Dans son second roman [1], Les noces clandestines, Claire-Lise Marguier nous épargne une fois encore avec talent le scabreux et le trivial. Elle détourne le lieu commun pour donner à lire une œuvre singulière et troublante, où le mystique se mâtine de domination, l’ambiguïté de fascination, et où la proie n’est pas celle que l’on croit, le dominé celui qui se soumet.
« Le jour passa dans la découverte silencieuse de l’attrait qu’il exerçait sur moi. Il me tenait déjà sous sa coupe, bien plus que moi-même qui le détenais dans ma cave, et je me demandais jusqu’à quel point il en avait conscience. S’il semblait par moments dans l’expectative, à certains autres il prenait possession de ma vie avec une telle autorité que j’avais du mal à remettre nos rôles à leur place.

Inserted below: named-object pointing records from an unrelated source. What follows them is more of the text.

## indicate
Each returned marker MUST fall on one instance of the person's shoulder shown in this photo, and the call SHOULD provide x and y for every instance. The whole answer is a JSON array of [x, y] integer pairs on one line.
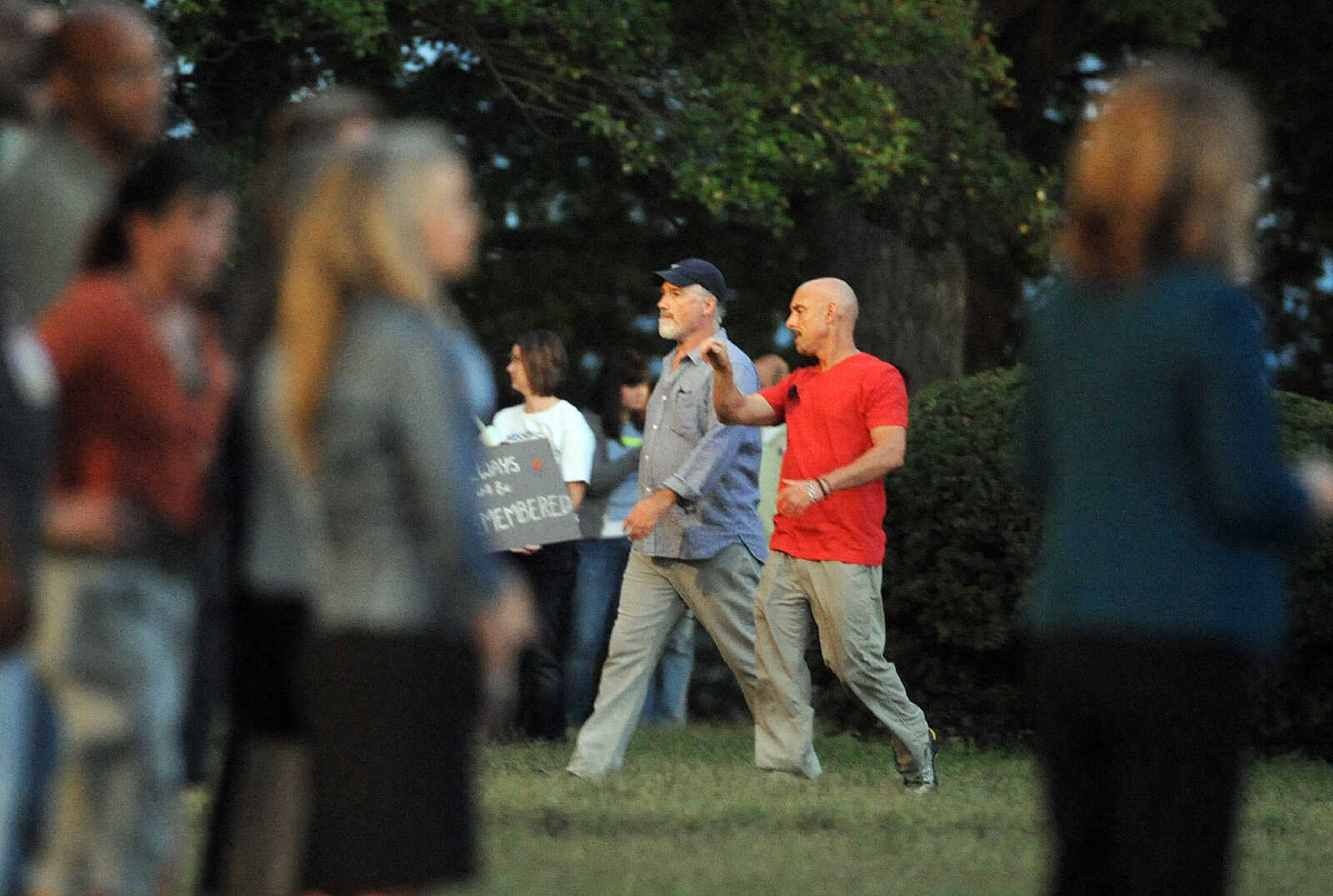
[[1203, 302], [97, 293], [512, 414]]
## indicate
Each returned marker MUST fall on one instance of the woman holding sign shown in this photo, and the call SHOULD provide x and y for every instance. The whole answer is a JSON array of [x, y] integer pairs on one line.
[[375, 364], [536, 370]]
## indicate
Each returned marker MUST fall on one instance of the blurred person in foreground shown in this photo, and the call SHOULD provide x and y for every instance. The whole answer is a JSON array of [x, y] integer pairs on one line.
[[379, 414], [1152, 445], [144, 383], [260, 806], [27, 419]]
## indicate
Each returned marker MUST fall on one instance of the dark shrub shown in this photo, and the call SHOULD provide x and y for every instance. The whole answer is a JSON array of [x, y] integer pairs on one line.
[[962, 536]]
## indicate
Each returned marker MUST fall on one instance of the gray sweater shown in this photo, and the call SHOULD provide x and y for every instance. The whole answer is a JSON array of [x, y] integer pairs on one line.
[[403, 544]]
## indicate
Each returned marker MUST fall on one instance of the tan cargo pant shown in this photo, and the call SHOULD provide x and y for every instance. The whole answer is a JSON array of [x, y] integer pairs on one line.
[[844, 603]]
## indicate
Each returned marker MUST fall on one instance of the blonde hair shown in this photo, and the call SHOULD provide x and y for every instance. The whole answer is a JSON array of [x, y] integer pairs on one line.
[[358, 234], [1168, 169]]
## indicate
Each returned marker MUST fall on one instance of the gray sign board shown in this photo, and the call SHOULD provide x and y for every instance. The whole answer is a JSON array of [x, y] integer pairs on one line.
[[522, 495]]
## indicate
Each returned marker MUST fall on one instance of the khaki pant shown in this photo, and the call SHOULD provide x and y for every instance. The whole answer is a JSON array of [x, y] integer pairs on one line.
[[843, 600], [654, 597]]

Comme pris au piège, j’étais assujetti de la plus souveraine des manières. »
Dans un style classique et flamboyant, très différent de celui de Le faire ou mourir, elle fait d’une séquestration un chant d’amour équivoque à la gloire d’un être magnifié, une chorégraphie contemporaine sensuelle et fiévreuse pour deux âmes perdues.
Une brillante réussite.

Le site Le choix des libraires a posé cinq questions à Claire-Lise Marguier et propose de courts extraits des Noces clandestines.
L’entretien que m’avait accordé l’auteur à la sortie de Le faire ou mourir est ici.

Ce qu’ils en ont pensé :

Clara : « Une lecture qui agit comme un uppercut, vous êtes prévenus ! »

Oly : « Avec le faire ou mourir, Claire-Lise Marguier montrait qu’elle était digne d’être retenue parmi une longue liste d’auteurs, avec Les noces clandestines, elle prouve qu’elle est capable de changer de registre sans en perdre sa plume. »

D’autres avis sur Babelio

Les Noces clandestines, de Claire-Lise Marguier
Éditions du Rouergue / Collection La Brune (2013) – 122 pages

Notes

[1] Contrairement à ce que j’ai pu lire dans la presse, je me refuse à écrire que Les noces clandestines est le premier roman de la jeune auteure. Cela reviendrait pour moi, au mieux, à occulter Le faire ou mourir, au pire, à le renier. Ce qui serait, dans un cas comme dans l’autre, insultant et injuste.